CONDEÚBA – 158 ANOS: Noite Cultural apresentou reisado, exposição de artesanato e musica popula

Por Oclides da Silveira

Frota de Reis da Cerquinha

Nesta sexta-feira dia 10 de maio de 2019, foi realizada a noite cultural na Praça do Forrodromo em face ao aniversário de 158 anos de Condeúba. As atrações foram o que há de melhor culturalmente no município, desfilaram três Companhias de Reis sendo: Comunidade da Cerquinha que é liderada pelo vereador Reginaldo Nascimento, Fazenda Baixão de Paulo que foi liderada pelo Mestre Juvenal Pardinho e a da Comunidade de Olho D’água e Baixa do Higino comandada pelo “Tony de Beca”. As três Companhias de Reis deram um verdadeiro espetáculo, foram muito aplaudidas pelo público presente.

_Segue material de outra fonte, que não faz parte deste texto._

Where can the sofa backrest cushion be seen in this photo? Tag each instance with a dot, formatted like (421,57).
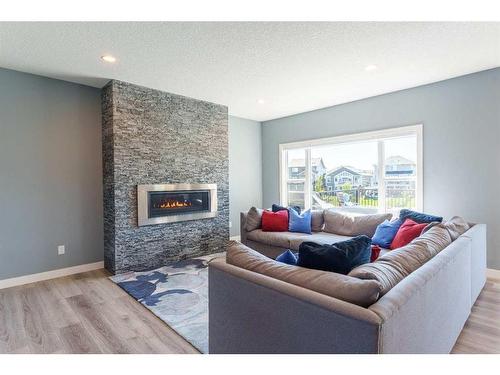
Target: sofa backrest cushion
(418,217)
(406,233)
(346,288)
(338,223)
(254,219)
(317,220)
(395,265)
(456,226)
(299,223)
(385,233)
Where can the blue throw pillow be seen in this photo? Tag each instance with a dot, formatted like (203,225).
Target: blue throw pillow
(385,233)
(277,207)
(287,257)
(340,257)
(418,217)
(299,222)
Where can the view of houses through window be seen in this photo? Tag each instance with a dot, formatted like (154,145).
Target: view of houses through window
(361,175)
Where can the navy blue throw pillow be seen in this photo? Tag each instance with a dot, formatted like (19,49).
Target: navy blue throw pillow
(385,233)
(287,257)
(277,207)
(418,217)
(340,257)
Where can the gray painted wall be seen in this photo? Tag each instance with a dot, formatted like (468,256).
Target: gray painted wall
(461,119)
(245,168)
(50,174)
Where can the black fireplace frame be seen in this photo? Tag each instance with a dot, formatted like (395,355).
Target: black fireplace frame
(144,193)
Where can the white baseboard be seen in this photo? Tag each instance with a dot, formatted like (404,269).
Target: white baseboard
(493,273)
(21,280)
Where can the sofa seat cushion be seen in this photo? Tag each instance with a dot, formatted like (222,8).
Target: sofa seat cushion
(346,288)
(321,238)
(279,239)
(346,225)
(392,267)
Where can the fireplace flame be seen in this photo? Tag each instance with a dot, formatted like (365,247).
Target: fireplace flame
(171,203)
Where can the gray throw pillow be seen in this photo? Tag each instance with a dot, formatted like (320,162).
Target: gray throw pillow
(338,223)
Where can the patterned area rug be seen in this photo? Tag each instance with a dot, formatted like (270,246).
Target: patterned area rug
(177,294)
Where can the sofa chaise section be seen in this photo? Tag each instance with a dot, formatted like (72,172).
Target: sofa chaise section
(424,313)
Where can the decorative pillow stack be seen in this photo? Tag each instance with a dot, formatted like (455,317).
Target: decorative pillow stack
(299,222)
(407,233)
(340,257)
(275,221)
(398,233)
(385,233)
(282,219)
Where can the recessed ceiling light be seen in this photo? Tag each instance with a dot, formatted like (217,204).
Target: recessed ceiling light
(108,58)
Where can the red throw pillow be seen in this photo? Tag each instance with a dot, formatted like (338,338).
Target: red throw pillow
(275,221)
(407,233)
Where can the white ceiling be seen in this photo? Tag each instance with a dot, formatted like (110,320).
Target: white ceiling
(293,67)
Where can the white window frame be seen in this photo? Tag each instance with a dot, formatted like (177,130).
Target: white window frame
(384,134)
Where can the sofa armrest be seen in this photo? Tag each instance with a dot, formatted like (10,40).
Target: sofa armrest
(243,230)
(477,234)
(254,313)
(426,311)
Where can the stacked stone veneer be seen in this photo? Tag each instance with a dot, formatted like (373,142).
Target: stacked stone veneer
(154,137)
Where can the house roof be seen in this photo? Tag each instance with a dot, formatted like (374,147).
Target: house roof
(346,168)
(302,163)
(398,159)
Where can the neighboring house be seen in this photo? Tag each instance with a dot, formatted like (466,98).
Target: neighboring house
(297,168)
(296,178)
(342,175)
(399,173)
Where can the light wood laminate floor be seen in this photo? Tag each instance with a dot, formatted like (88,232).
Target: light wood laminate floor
(87,313)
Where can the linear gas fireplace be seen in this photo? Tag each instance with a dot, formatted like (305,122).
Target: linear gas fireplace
(168,203)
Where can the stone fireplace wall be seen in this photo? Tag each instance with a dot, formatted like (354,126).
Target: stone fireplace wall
(154,137)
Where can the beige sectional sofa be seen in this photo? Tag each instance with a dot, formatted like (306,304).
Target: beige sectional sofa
(411,300)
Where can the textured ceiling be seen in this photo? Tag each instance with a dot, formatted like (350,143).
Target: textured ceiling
(290,67)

Frota de Reis do Baixão de Paulo

De tal forma, que mesmo depois de encerrada a apresentação da última Companhia de Reis, o público pediu e exigiu o retorno dos reiseiros no palco para fazer a tradicional montada no bumba. Foi muito interessante essa parte, pois, eles fizeram uma roda e os gaiteiros “Rosa de Cirilo e Manoel da Véia”, puxaram uma música em ritmo de contra-dança e iniciou-se o sapateado pelo seu líder “Tony de Beca”, depois passou para “Tuta”, em seguida foi o show maior do mestre “Rosa de Cirilo”. Por último chegou a vez de montar no bumba pelo também mestre “Miguel de Bié”. O público foi ao delírio e os aplaudiram fortemente.

Frota de Reis do Olho D’água e Bacha do Higino

O riquíssimo artesanato foi outro ponto forte da noite cultural, pois, tivemos a grande colaboração dos artesãos que vieram expor seus belos e maravilhosos produtos, que foram da sede a grande pintora impressionista Rai Flores, os artesãos Elizelton (Zete) e Armênia, da Comunidade do Sapé, vieram os representantes Cirlene, Ana e Aparecido.

Representantes do artesanato do Sapé Cirlene, Aparecido e Ana

Um destaque especial para o tipo de artesanato feito pela Sra. Armênia Rocha Moreira que completou 56 anos ontem dia 10/5. Ela faz artesanato normal com qualquer outa, são sacolas bolsa, chapéu, esteira entre outros, até aí tudo bem, porém, o grande detalhe está no tipo da matéria prima que ela usa, nada mais nada menos do que sacola de plástico de supermercado.

Artesã Armênia Rocha Moreira 

Perguntamos  a artesã por que essa escolha tão diferente? Ela nos explicou dizendo o seguinte: “Eu estava certo tempo atrás, ansiosa para fazer crochê e não tinha dinheiro para comprar linha, ai peguei por acaso uma sacola de plastico que eu tinha comprado alguns produtos no supermercado, aí cortei aquela sacola em tiras bem fininha e comecei dar os pontos e acabei fazendo um tipo de um tapetinho, foi aí que eu descobri essa nova área de fazer artesanato sem precisar comprar matéria prima.